Currently read() returns a character by reading the contents of editor,
the contents are already encoded to corresponding characters, but
byte is expected as return value so the character is corrupted.

It seems that ANTLRInputStream() accepts only InputStream,
so I think we need to make read() return a  byte.
I could not find any methods for reading bytes from editor contents,
so I made very simple patch in read() method.

It's just an example. It's not good code. I didn't care the performance and errors, but
it's working for me, unexpected error stripe and wrong coloring disappear.

Could you please check the patch and think the better and reasonable fix?

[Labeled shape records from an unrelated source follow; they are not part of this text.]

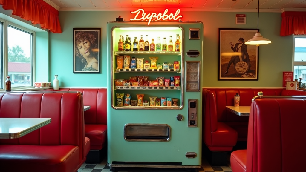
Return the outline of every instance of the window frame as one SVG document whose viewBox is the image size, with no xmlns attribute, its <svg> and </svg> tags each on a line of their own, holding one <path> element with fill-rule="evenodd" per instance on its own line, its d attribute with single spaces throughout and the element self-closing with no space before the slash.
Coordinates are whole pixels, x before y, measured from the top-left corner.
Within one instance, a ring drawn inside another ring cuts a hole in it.
<svg viewBox="0 0 306 172">
<path fill-rule="evenodd" d="M 2 59 L 0 60 L 2 60 L 2 64 L 1 67 L 3 69 L 2 71 L 0 71 L 0 74 L 1 75 L 2 78 L 4 79 L 2 81 L 2 88 L 0 88 L 0 91 L 5 90 L 5 80 L 4 78 L 6 78 L 6 77 L 8 75 L 8 45 L 7 45 L 7 28 L 9 26 L 14 28 L 16 29 L 20 29 L 20 30 L 32 34 L 32 50 L 31 52 L 32 58 L 30 59 L 31 63 L 31 75 L 32 78 L 31 79 L 31 82 L 30 83 L 30 85 L 29 86 L 21 86 L 19 87 L 12 87 L 12 90 L 24 90 L 28 88 L 33 88 L 33 85 L 34 81 L 35 80 L 35 39 L 36 36 L 36 32 L 29 29 L 21 26 L 20 25 L 15 24 L 9 21 L 7 21 L 3 18 L 0 18 L 0 22 L 2 23 L 2 30 L 3 33 L 0 33 L 0 34 L 3 34 L 3 39 L 0 40 L 2 43 L 2 46 L 0 47 L 2 50 Z M 30 57 L 31 58 L 31 57 Z M 2 73 L 1 73 L 2 72 Z"/>
</svg>

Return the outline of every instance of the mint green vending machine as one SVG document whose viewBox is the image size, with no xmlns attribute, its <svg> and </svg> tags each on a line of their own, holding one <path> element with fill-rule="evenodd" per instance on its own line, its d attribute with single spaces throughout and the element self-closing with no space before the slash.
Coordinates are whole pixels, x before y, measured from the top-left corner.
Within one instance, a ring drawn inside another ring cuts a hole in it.
<svg viewBox="0 0 306 172">
<path fill-rule="evenodd" d="M 110 21 L 107 26 L 111 171 L 196 170 L 202 163 L 203 23 Z"/>
</svg>

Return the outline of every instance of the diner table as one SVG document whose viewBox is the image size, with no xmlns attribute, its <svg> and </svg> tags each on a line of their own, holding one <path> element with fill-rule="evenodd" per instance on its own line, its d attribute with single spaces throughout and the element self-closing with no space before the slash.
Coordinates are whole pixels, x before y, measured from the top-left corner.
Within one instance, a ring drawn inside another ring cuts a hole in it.
<svg viewBox="0 0 306 172">
<path fill-rule="evenodd" d="M 228 110 L 239 116 L 248 116 L 250 115 L 250 106 L 226 106 L 225 108 Z"/>
<path fill-rule="evenodd" d="M 0 118 L 0 139 L 19 138 L 51 122 L 48 118 Z"/>
<path fill-rule="evenodd" d="M 90 109 L 90 107 L 91 107 L 90 106 L 84 106 L 84 111 L 86 111 L 87 110 L 88 110 L 89 109 Z"/>
</svg>

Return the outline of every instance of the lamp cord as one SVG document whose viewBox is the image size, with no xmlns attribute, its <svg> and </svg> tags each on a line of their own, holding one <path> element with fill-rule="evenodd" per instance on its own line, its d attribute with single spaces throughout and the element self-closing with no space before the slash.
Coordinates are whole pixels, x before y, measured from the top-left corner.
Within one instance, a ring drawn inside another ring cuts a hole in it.
<svg viewBox="0 0 306 172">
<path fill-rule="evenodd" d="M 258 13 L 257 15 L 257 32 L 258 32 L 258 21 L 259 21 L 259 0 L 258 0 Z"/>
</svg>

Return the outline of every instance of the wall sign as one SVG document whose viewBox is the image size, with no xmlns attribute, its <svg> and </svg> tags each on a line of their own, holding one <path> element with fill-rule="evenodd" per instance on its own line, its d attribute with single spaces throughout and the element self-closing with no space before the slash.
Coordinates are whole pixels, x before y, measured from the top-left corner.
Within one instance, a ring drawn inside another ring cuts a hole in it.
<svg viewBox="0 0 306 172">
<path fill-rule="evenodd" d="M 151 21 L 178 21 L 183 17 L 181 15 L 179 15 L 181 10 L 178 9 L 175 13 L 173 14 L 170 13 L 168 14 L 168 9 L 166 9 L 163 13 L 159 13 L 158 14 L 156 13 L 148 13 L 145 12 L 144 9 L 140 9 L 131 11 L 132 14 L 136 13 L 136 15 L 134 18 L 131 18 L 131 21 L 148 21 L 148 25 L 150 24 Z"/>
</svg>

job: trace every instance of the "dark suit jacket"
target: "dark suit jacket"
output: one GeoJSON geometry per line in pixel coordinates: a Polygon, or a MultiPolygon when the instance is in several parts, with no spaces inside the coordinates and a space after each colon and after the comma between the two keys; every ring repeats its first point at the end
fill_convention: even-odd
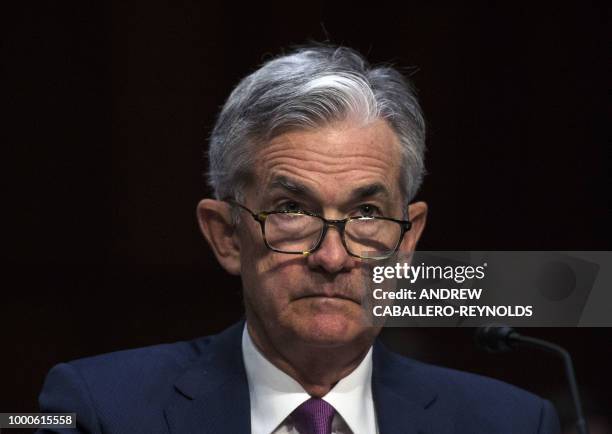
{"type": "MultiPolygon", "coordinates": [[[[78,428],[89,433],[250,433],[243,327],[57,365],[40,394],[41,411],[76,412],[78,428]]],[[[548,401],[401,357],[378,342],[372,392],[380,434],[559,432],[548,401]]]]}

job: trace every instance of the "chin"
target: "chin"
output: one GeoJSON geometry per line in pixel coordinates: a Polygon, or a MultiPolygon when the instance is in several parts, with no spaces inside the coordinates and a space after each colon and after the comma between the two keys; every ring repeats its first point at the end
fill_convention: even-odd
{"type": "Polygon", "coordinates": [[[367,334],[364,322],[342,314],[317,313],[300,321],[299,339],[310,345],[335,347],[362,340],[367,334]]]}

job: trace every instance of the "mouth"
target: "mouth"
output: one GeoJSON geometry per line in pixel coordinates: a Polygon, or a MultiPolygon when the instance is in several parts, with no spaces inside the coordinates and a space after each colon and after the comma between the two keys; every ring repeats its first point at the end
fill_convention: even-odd
{"type": "Polygon", "coordinates": [[[296,300],[303,300],[303,299],[329,299],[329,300],[345,300],[345,301],[352,301],[353,303],[356,304],[361,304],[361,300],[359,300],[357,297],[354,296],[349,296],[346,294],[334,294],[334,293],[324,293],[324,292],[315,292],[315,293],[309,293],[309,294],[305,294],[305,295],[301,295],[299,297],[296,298],[296,300]]]}

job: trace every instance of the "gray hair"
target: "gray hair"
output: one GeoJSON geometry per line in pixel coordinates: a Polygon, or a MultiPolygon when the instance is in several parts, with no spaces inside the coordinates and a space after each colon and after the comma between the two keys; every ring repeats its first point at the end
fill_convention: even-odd
{"type": "Polygon", "coordinates": [[[266,62],[227,99],[210,137],[208,181],[217,199],[241,196],[258,144],[348,117],[384,119],[401,143],[400,187],[410,202],[425,172],[425,120],[411,83],[346,47],[313,46],[266,62]]]}

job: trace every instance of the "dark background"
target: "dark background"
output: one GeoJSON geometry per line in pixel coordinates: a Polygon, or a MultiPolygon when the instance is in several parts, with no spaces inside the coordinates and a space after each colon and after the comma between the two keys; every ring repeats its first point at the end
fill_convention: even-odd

Comment 13 Masaki Katakai 2009-03-09 04:01:09 UTC

Created attachment 77890 [details]
patch for returning a byte by read() of LexerInputStream

Comment 14 Adam Sotona 2009-03-09 10:31:21 UTC

The proposed patch contains a bug - whenever Lexer reaches EOF the rest of the "si" queue is not returned.
Also using ArrayList.remove(0) for the queue implementation is a performance issue.
I'll check for the possible fix.

Comment 15 Adam Sotona 2009-03-09 12:02:51 UTC

Created attachment 77900 [details]
this patch should work better

Comment 16 Adam Sotona 2009-03-09 12:03:30 UTC

fixed

Comment 17 Masaki Katakai 2009-03-09 14:25:13 UTC

Great! Thank you for fixing! I built it locally and tried on Windows and Mac. It works for now, performance is also
really better than mine.

Comment 18 Masaki Katakai 2009-03-23 13:53:10 UTC

On my environment, it's now working fine.